The Wood Brothers
Paradise
[
Blue Rose/ IRD
2016]

www.thewoodbros.com

File Under: groovy americana

di Fabio Cerbone (13/05/2016)

Strano non avere mai incrociato da queste parti la storia dei Wood Brothers: avremmo giurato che uno qualsiasi dei loro quattro album precedenti fosse comparso sulla pagine virtuali di RootsHighway, tanto è naturale il legame del trio con le radici di certa american music. Corriamo ai ripari con l'ultimo arrivato, Paradise, pubblicato lo scorso autunno sul mercato americano e ora ripreso nell'edizione europea dalla loro etichetta di adozione, la tedesca Blue Rose. Un ripescaggio sacrosanto per uno di quei dischi dove l'intreccio fra gusto roots e pulsioni rock'n'roll si fa meno prevedibile. Le fondamenta restano comunque salde nella tradizione, in quel canone musicale legato in maniera indissolubile con il linguaggio sudista, diciamo idealmente diviso tra New Orleans e Memphis.

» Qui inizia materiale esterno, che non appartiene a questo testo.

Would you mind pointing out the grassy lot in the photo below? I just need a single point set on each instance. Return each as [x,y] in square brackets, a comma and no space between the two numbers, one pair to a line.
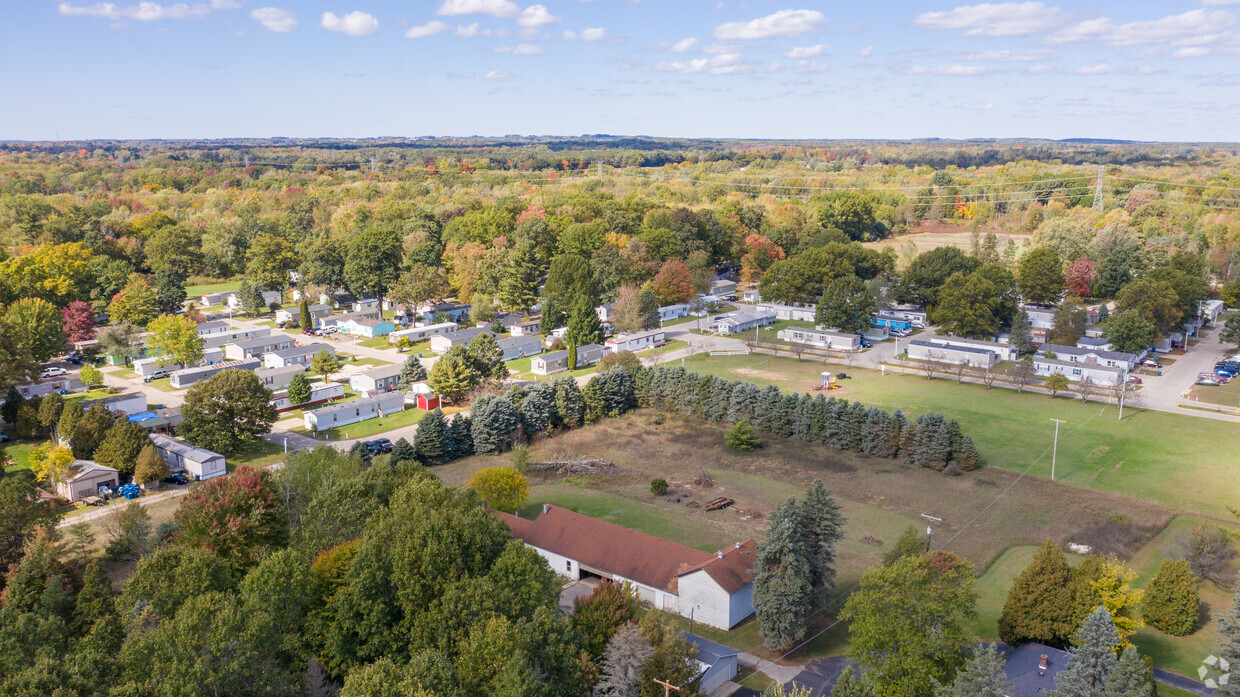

Il merito è soprattutto della parte ritmica, lì dove i Wood Brothers - Oliver alle chitarre, Chris al basso - osano contaminare gli accenti blues e lo slancio rock della loro scrittura con qualche deviazione di percorso, tra la filastrocca con toni caraibici di Heartbreak Lullaby, lo sghembo blues cubista di Without Desire e il piccante piatto r&b stile Lousiana di Raindrop, frutto evidentemente della loro preparazione tecnica. Gioco facile visto che Chris Wood è contrabassista assai noto alle cronache del jazz funk con la sigla Medeski Martin Wood, di cui resta elemento indispensabile, mentre il nuovo membro aggiunto Jano Rix, ormai in pianta stabile alle percussioni e batteria, si adatta all'umore dei Wood Brothers, tenendo insieme le anime divergenti dei due fratelli.

Nati quasi per caso una decina di anni fa, dopo che le strade musicali di famiglia si erano separate (Oliver emigrato in Georgia per dare vita al blues rock dei King Johnson, Chris a New York per abbracciare le nuove frontiere dell'avanguardia jazz), oggi premono per una sintesi che metta da parte gli aspetti più sperimentali, ma non si dimentichi delle possibilità strumentali del trio. Meno asciutti che in passato, i Wood Brothers abbracciano un sound elettrico e vibrante, abbandonandosi al mood bollente di Singin' to Strangers e Snake Eyes e chiamando gli amici Derek Trucks e Susan tedeschi a partecipare nella soulful Never and Always o la corista di estrazione gospel Ann McCrary nel finale spiritual di River of Sin. Chris Wood imbraccia persino per la prima volta un basso elettrico, dando l'idea del cambio di passo: il tentativo sembra funzionare e anche quando Paradise sceglie soluzioni più immediate, i suoi sbalzi di temperatura e le trame percussive garantiscono di non scadere nei clichés di genere.

Una ballata elettrica come American Heartache, per esempio, "sbanda" a più riprese e sfodera graffianti sprazzi di elettricità, eppure ritrova sempre la strada di casa, mentre lampi soul quali Two Places e bozzetti tradizionali del tenore di Touch of Your Hand ricordano da vicino un'altra colorita banda che sconquassò le southern roots, The Subdudes, stretti parenti dei fratelli Wood.